Np1sec/incremental consistency

Revision as of 16:37, 4 September 2014 by Vmon (Talk | contribs)


A message m is "fully-acked" (from the POV of a given member u) iff, for all recipients r, u has accepted a message by r whose sender-parent is >= m's seqnum.

  • "recipients" possibly includes u, but certainly excludes m's sender
  • "accepted" means delivered locally, i.e. received, then decrypted-verified including parent hash checks; all previous messages must already be accepted

Consistency checks are triggered as follows:

  • when a member u wants to part, they send a "farewell" message m:
    • everyone should explicit-ack this message ASAP
      • this message should contain the next-sender-key, to be used after u leaves, encrypted to everyone except u. (Hopefully this addresses the concern Joe brought up.)
      • could probably do something similar for group keys
    • when this message is fully-acked, u gains consistency for all previous messages up to m, and may leave
      • other messages should be probably be discarded, u won't have a chance to verify their consistency.
    • TBD: need to think about simultaneous parts
  • when a member u accepts a non-explicit-ack message m at time t
    • if u did not send m, and they have not acked m by t+MAX_GRACE, they should send an explicit-ack
    • if m is not fully-acked (from their POV) by t+(2*MAX_RTT)+(k*MAX_GRACE) (k slightly > 1) then issue a local UI warning. Cancel the warning if/when full-ack is reached later.
  • MAX_RTT should be based on the transport
  • MAX_GRACE should be based on expected user communication rate

This guarantees that a warning shows up if we don't reach consistency within the timeout defined above, ensuring timeliness.

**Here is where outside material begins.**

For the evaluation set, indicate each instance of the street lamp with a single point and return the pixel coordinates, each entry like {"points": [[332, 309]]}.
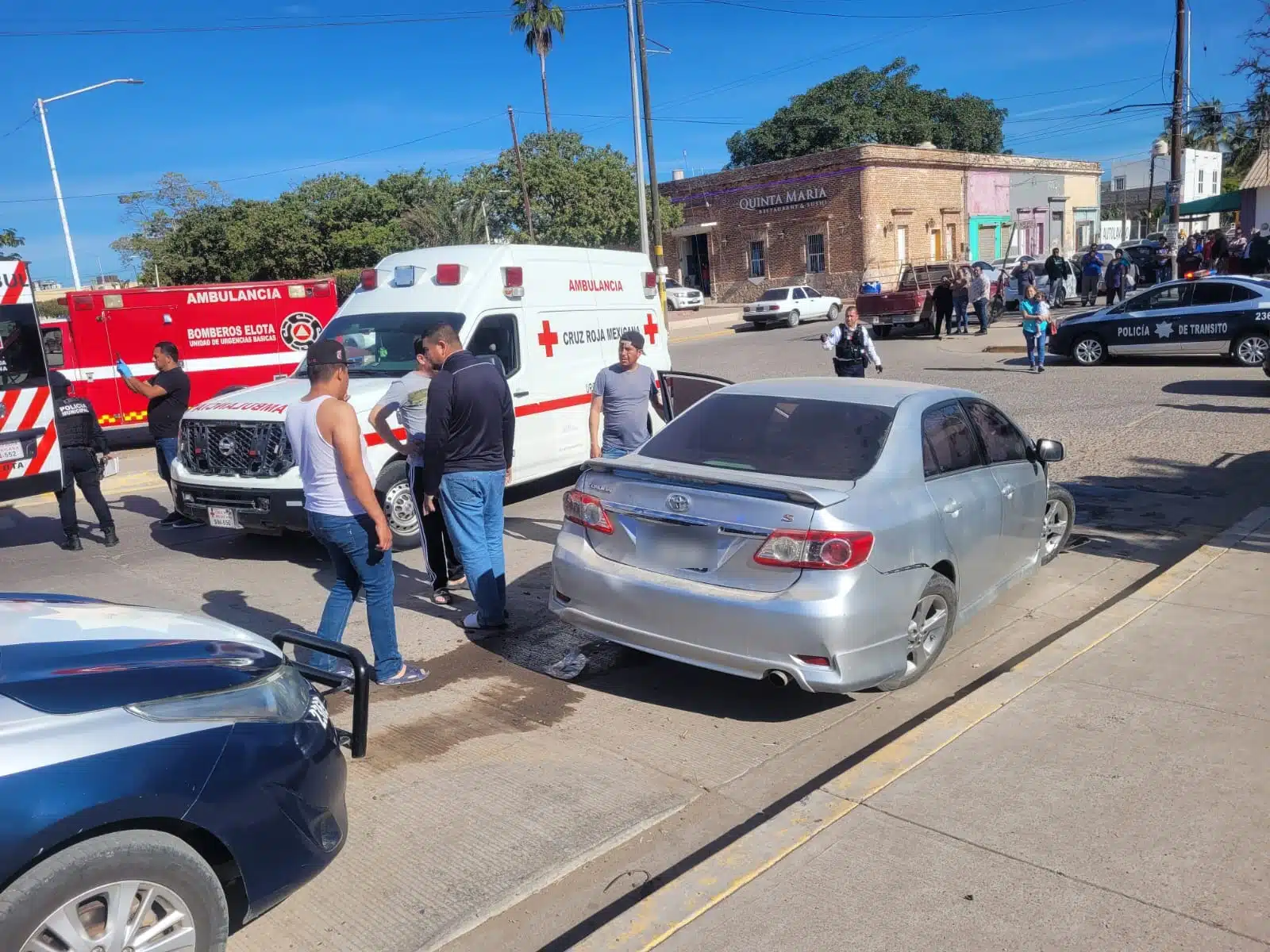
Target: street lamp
{"points": [[1159, 148], [52, 165]]}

In terms of overhead, effectively a user will send a message at least every MAX_GRACE time period, whilst the session has other people talking. When there is a lull in the conversation, there should be no further messages.

I'm confident we can tweak the parameters so servers don't see too much extra load, but have not tried to model this precisely.

We are still vulnerable to a "drop everything" attack, but that can't be helped unless we have unconditionally-periodic heartbeats. Not sure if we want to put these in the upcoming spec.

(The above is basically my msg-notes stuff, except assuming reliable transport, without recovery or flow control, without heartbeats, and adapted to a server-dictated ordering.)

  1. Timeliness

Trevor was also worried about messages appearing in wildly-different positions in a linear order, due to malicious server delaying messages. I didn't like the MAX_RTD idea for various reasons; here is an alternative:

A message m is *rejected* if its sender-parent's seqnum is < (m's seqnum - MAX_UNSYNC_COUNT)

  • MAX_UNSYNC_COUNT may either be constant, or a linear function of the number of members, TBD.

Seqnums are re-defined to ignore *rejected* messages.

This definition should hopefully be globally consistent (or else transcript consistency breaks) so it's easier to reason about, and the sender of the rejected message can detect this reliably and offer the user to re-send.

It is harder to be sure that time-based rejection conditions would be globally-consistent. Of course transcript consistency still breaks in that case, but it is *more likely* to break, and I think reducing this chance would be better.